After you upload an add-in, you can place it in scripts and workspaces. This functionality can be added in several ways, depending on how the add-in is written.

If the add-in includes functionality to accept information from rule and branch conditions, you can configure script branches and script and workspace rules to send information to the add-in and perform actions based on the add-in’s response. For instance, if your organization handles customers whose products are still under warranty differently than customers with expired warranties, you could create a script branch that opens one script page if a customer’s product is still under warranty and another page if it is not.

The add-in can display anywhere you want on the script or workspace, or you can hide it using functionality in the script and workspace designers. You can also configure script branches and script and workspace rules to communicate with the add-in. We provide a script example here.
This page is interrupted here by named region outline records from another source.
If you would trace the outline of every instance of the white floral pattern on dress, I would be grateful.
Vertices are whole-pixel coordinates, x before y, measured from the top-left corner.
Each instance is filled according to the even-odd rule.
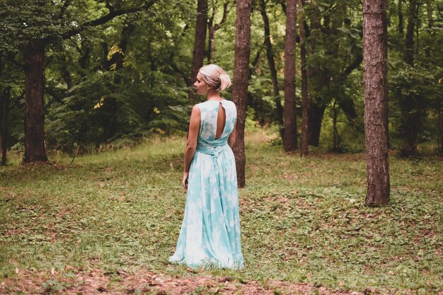
[[[226,100],[197,105],[200,110],[197,146],[190,168],[185,216],[169,262],[190,267],[241,268],[237,175],[228,146],[237,118],[236,105]],[[226,122],[215,139],[220,105],[225,110]]]

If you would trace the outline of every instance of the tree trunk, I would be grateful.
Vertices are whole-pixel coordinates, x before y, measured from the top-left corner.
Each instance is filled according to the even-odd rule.
[[[364,139],[366,144],[367,205],[389,201],[389,162],[386,112],[387,25],[384,0],[363,1],[363,60]]]
[[[397,6],[397,13],[398,15],[398,33],[401,35],[403,35],[403,7],[402,4],[403,0],[398,0],[398,4]]]
[[[190,79],[191,86],[197,79],[198,71],[203,66],[205,59],[205,42],[207,25],[207,0],[198,0],[197,2],[197,24],[195,25],[195,40],[192,50],[192,65]],[[194,90],[189,91],[189,100],[192,103],[198,102],[198,95]]]
[[[0,117],[3,119],[4,126],[1,126],[1,122],[0,122],[0,130],[2,130],[1,133],[1,165],[6,166],[7,163],[6,158],[6,149],[8,149],[8,137],[9,137],[9,102],[11,101],[11,86],[6,86],[4,92],[4,104],[2,101],[0,101],[1,107],[4,105],[4,111],[1,110],[0,112],[2,115]],[[2,128],[3,127],[3,128]]]
[[[438,133],[440,146],[439,149],[439,154],[440,156],[443,156],[443,108],[440,108],[440,111],[438,114]]]
[[[240,187],[245,186],[245,119],[251,54],[251,0],[237,0],[236,12],[235,57],[232,101],[237,106],[237,139],[234,146]]]
[[[409,2],[409,15],[405,39],[404,61],[411,67],[414,66],[414,28],[417,22],[417,2]],[[413,87],[412,86],[410,87]],[[422,114],[418,110],[420,102],[413,94],[402,96],[400,101],[401,111],[401,131],[403,146],[401,154],[409,156],[417,154],[417,141],[422,123]]]
[[[312,4],[311,4],[312,5]],[[313,5],[313,9],[310,14],[311,21],[311,35],[309,38],[309,49],[311,56],[316,53],[316,42],[321,36],[321,22],[318,9]],[[324,79],[322,77],[322,71],[318,66],[311,64],[308,67],[308,79],[311,81],[311,91],[314,93],[321,92],[320,87],[323,87]],[[320,132],[321,130],[321,122],[325,112],[326,105],[323,98],[317,94],[311,96],[309,102],[309,113],[308,124],[309,126],[308,132],[308,144],[313,146],[318,146],[320,144]]]
[[[47,161],[45,146],[45,42],[36,39],[23,50],[25,59],[25,158],[24,163]]]
[[[432,5],[431,0],[426,0],[426,11],[427,12],[427,28],[429,30],[429,34],[432,35],[432,26],[434,25],[434,20],[432,19]],[[431,40],[432,38],[431,37]],[[426,47],[425,50],[425,54],[426,57],[430,57],[431,50],[430,46]]]
[[[309,98],[308,97],[308,74],[306,71],[306,50],[305,46],[304,33],[304,0],[297,0],[299,6],[299,17],[300,19],[300,64],[301,71],[301,144],[300,156],[308,156],[308,140],[309,133]]]
[[[408,16],[408,27],[406,28],[406,38],[405,40],[405,62],[410,66],[414,65],[414,27],[415,25],[415,10],[417,3],[415,0],[409,1],[409,14]]]
[[[297,148],[295,112],[295,45],[297,37],[297,0],[286,2],[286,36],[284,37],[284,137],[286,151]]]
[[[0,52],[0,74],[1,74],[1,52]],[[1,95],[0,95],[0,149],[1,149],[1,165],[4,165],[3,163],[3,154],[4,154],[4,141],[6,140],[6,139],[4,138],[4,132],[3,132],[3,122],[4,121],[4,115],[3,113],[3,100],[4,100],[4,98],[6,96],[6,91],[5,90],[5,91],[3,91],[3,93],[1,93],[1,88],[0,88],[0,93],[1,93]],[[5,154],[6,156],[6,154]]]
[[[214,59],[214,52],[215,52],[215,32],[222,28],[222,25],[226,21],[228,13],[229,12],[229,1],[223,4],[223,17],[222,18],[222,21],[220,23],[214,25],[214,19],[215,18],[215,13],[217,12],[216,7],[217,6],[214,4],[212,6],[212,13],[207,22],[208,33],[209,35],[207,50],[207,62],[209,64],[212,62],[212,59]]]
[[[333,151],[340,151],[340,135],[338,134],[338,129],[337,128],[337,119],[338,117],[338,108],[337,108],[337,100],[334,100],[332,104],[333,111]]]
[[[271,74],[271,81],[272,81],[272,95],[277,109],[277,122],[280,126],[283,125],[283,108],[280,100],[280,92],[278,91],[278,80],[277,79],[277,70],[275,69],[275,62],[274,61],[274,53],[272,52],[272,44],[271,43],[271,33],[269,25],[269,19],[266,14],[266,2],[265,0],[260,0],[260,12],[263,19],[265,27],[265,46],[266,47],[266,57],[267,64]]]

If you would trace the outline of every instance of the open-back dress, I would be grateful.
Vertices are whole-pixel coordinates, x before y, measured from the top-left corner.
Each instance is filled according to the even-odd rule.
[[[197,105],[200,127],[189,170],[185,216],[169,262],[190,267],[241,268],[237,175],[228,145],[237,117],[236,105],[226,100]],[[220,107],[225,110],[226,122],[216,139]]]

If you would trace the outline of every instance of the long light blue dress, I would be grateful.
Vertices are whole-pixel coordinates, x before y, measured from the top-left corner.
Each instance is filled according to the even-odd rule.
[[[200,127],[190,165],[185,216],[170,262],[190,267],[239,269],[243,266],[240,241],[236,163],[228,137],[237,113],[229,100],[197,105]],[[219,108],[226,112],[224,129],[215,139]]]

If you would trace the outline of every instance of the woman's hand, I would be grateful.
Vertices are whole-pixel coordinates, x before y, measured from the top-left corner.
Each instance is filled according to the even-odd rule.
[[[189,172],[183,173],[183,187],[185,190],[188,190],[188,178],[189,177]]]

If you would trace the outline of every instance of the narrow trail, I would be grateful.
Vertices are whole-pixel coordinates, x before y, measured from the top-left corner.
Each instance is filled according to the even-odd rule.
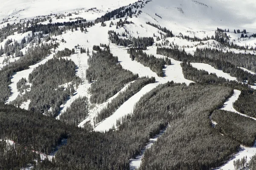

  1. Add a custom field to your script where customers enter their product’s serial number.
  2. Place an add-in on the script that compares the value entered in the custom field to a list of serial numbers that are under warranty.
  3. Create two script branches that branch to different pages on the script.
  4. Configure the branches to fire when the customer clicks the Next Page button on the script’s navigation panel (or when another action is taken).
  5. Create one If condition for each branch that is checked when an add-in’s control condition returns a certain value.
  6. When you edit the conditions, you can enter the information you want to send to the add-in in the Add-In Parameter field.
    In this example, you send the custom field’s ID number to the add-in. The add-in would then find the value entered in the custom field on the script and compare it to an external database that contains serial numbers that are under warranty.
  7. Set different operators and values for the conditions in each branch.
    1. If you want the add-in to return true when it finds the serial number in the external database, set the operator to equals and the value to true.
    2. Set the other branch’s operator and value to equals and false.

Results:

Using this configuration, one branch is triggered when the add-in finds that a serial number is under warranty, and the other branch is triggered when the add-in finds it is not under warranty.

What to do next

Using script or workspace rules, you could further expand this example to update the external database with the serial number entered on the script when other conditions are met.